The Brotherhood of Widowhood

We’ve been through childhood, parenthood and now a lot of 70 year olds are facing widowhood.

How do you feel about living alone I asked during my interviews? Upon reflection, Annie says she has never lived alone until recently when her husband passed away. She recalled she lived with her siblings and parents then married her husband. She lived with her husband and two children and when they left the nest she shared her life and home with her husband until he passed at the age of 76.”I am now, for the first time in my life, living alone” said Annie.

It took some getting used to say many of the people I talked to. Hanging with some of their longtime friends and meeting new friends and staying busy was the formula for living alone.

Men seemed to have more trouble with this aspect. Men seemed to have more trouble with being a widower. Take grocery shopping for instance. They tend to shop with a list more often than their female counterparts. Men stick to basics like bread, lunch meat and milk and like to garnish this meal with potato chips. Women would be more apt to buy canned tuna and make a tuna salad for lunch.

Widow women are joiners. For example, they might join a Mahjongg group or a book club, a quilting bee or an art class. Widower, (men) tend not to want to join in on new experiences.
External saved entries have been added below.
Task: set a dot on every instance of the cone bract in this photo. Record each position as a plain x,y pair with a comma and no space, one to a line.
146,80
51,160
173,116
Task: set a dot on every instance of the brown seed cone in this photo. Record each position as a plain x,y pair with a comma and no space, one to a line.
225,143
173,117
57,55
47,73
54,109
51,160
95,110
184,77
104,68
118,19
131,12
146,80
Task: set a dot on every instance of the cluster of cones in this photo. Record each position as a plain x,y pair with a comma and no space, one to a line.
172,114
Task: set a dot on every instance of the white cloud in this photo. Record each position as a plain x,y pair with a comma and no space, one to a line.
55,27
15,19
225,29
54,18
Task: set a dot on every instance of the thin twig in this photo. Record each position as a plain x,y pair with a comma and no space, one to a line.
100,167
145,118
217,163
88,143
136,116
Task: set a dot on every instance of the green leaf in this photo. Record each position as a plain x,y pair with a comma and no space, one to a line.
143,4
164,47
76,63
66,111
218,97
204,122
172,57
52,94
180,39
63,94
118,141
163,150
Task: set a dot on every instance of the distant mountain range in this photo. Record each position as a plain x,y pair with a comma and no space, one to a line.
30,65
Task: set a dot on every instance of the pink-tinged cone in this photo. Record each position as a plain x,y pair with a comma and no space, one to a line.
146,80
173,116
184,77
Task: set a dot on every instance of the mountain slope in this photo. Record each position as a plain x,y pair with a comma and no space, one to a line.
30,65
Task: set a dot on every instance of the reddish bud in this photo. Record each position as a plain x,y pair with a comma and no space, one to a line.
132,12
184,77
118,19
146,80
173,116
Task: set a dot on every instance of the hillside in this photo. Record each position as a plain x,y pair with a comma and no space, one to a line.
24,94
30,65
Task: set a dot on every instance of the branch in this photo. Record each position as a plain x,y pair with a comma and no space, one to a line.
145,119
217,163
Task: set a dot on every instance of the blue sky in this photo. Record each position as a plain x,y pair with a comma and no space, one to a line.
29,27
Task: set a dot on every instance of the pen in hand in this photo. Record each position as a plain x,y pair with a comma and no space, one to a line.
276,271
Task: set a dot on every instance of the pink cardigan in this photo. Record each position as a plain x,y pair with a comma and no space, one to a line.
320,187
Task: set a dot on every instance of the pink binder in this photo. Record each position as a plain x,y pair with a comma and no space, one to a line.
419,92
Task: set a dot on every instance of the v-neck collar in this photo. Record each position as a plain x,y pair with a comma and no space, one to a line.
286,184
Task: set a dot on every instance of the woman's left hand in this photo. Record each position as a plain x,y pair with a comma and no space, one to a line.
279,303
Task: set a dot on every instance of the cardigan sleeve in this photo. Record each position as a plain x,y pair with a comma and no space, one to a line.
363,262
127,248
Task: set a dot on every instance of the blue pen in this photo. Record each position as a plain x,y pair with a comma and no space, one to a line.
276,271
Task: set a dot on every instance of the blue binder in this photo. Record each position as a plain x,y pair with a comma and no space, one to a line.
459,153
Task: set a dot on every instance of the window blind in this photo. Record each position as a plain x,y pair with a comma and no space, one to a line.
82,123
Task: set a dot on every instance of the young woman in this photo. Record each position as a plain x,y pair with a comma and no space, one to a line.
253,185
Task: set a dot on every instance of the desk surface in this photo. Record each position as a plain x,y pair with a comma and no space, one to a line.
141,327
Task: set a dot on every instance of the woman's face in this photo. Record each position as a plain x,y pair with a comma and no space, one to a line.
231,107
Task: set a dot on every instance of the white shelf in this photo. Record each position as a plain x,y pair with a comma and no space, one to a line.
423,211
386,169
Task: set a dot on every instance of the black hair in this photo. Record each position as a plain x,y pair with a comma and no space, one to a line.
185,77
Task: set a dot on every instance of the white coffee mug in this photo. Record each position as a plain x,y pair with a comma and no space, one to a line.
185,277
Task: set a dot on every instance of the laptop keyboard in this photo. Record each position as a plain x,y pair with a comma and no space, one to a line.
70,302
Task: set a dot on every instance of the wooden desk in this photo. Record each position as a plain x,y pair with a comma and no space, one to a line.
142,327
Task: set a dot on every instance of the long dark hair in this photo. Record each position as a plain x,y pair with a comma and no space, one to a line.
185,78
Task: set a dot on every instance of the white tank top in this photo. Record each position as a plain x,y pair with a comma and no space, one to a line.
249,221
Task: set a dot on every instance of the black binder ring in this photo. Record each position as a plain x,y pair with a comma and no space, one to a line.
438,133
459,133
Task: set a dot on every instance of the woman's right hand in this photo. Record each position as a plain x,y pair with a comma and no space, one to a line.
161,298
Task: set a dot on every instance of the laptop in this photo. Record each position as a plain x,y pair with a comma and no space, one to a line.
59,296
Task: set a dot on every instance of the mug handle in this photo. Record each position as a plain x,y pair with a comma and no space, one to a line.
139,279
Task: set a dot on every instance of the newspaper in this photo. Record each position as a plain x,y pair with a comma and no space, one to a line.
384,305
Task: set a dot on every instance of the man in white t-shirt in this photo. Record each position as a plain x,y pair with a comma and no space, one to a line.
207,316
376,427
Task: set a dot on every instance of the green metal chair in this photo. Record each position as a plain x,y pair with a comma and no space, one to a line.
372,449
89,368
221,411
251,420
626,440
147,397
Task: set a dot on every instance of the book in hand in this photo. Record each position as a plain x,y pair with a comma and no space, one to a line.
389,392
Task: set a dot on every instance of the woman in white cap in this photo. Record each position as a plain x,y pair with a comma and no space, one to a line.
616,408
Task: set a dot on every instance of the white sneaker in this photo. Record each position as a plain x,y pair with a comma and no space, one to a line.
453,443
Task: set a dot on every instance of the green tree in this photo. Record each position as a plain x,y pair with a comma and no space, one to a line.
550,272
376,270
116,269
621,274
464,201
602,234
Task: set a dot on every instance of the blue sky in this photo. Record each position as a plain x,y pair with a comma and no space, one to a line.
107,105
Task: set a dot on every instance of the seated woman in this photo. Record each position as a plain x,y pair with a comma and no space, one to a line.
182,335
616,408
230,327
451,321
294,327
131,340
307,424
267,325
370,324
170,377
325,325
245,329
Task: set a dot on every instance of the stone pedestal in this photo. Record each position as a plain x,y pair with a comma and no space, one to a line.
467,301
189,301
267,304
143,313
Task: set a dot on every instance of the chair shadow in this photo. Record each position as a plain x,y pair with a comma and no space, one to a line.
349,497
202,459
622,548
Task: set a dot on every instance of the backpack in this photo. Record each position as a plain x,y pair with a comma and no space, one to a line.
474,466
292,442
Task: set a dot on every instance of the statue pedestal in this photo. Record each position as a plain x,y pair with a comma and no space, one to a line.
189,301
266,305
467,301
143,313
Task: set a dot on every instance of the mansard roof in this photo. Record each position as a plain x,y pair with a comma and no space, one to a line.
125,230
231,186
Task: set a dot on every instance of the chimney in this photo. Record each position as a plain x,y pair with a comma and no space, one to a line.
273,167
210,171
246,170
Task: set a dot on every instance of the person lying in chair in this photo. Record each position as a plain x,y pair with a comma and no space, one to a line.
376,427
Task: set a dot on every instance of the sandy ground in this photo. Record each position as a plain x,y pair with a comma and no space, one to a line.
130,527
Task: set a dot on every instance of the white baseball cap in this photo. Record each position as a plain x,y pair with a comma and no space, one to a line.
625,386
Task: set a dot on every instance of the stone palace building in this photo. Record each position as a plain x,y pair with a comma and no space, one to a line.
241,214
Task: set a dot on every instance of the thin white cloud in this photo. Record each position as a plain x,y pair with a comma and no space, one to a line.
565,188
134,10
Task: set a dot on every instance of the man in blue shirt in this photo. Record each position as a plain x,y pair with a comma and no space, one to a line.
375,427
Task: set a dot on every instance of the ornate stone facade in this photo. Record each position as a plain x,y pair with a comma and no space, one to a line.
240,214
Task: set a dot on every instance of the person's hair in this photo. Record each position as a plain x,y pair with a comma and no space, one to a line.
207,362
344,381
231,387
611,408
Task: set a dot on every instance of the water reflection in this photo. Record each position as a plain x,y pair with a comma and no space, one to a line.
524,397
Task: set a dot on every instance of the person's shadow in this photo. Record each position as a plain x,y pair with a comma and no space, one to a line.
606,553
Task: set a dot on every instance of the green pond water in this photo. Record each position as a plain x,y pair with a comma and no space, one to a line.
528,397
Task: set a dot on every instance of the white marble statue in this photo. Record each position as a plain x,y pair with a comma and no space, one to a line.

Take Chuck for instance, he plays a lot of golf but does not make any effort for other kinds of activities. I asked him what he does when he is not playing golf. He said he hangs around the house and watches television. He goes out to eat about three or four times a week and usually fixes himself a sandwich and a beer for dinner when he eats at home. That has been his life for the last two years since his wife’s passing.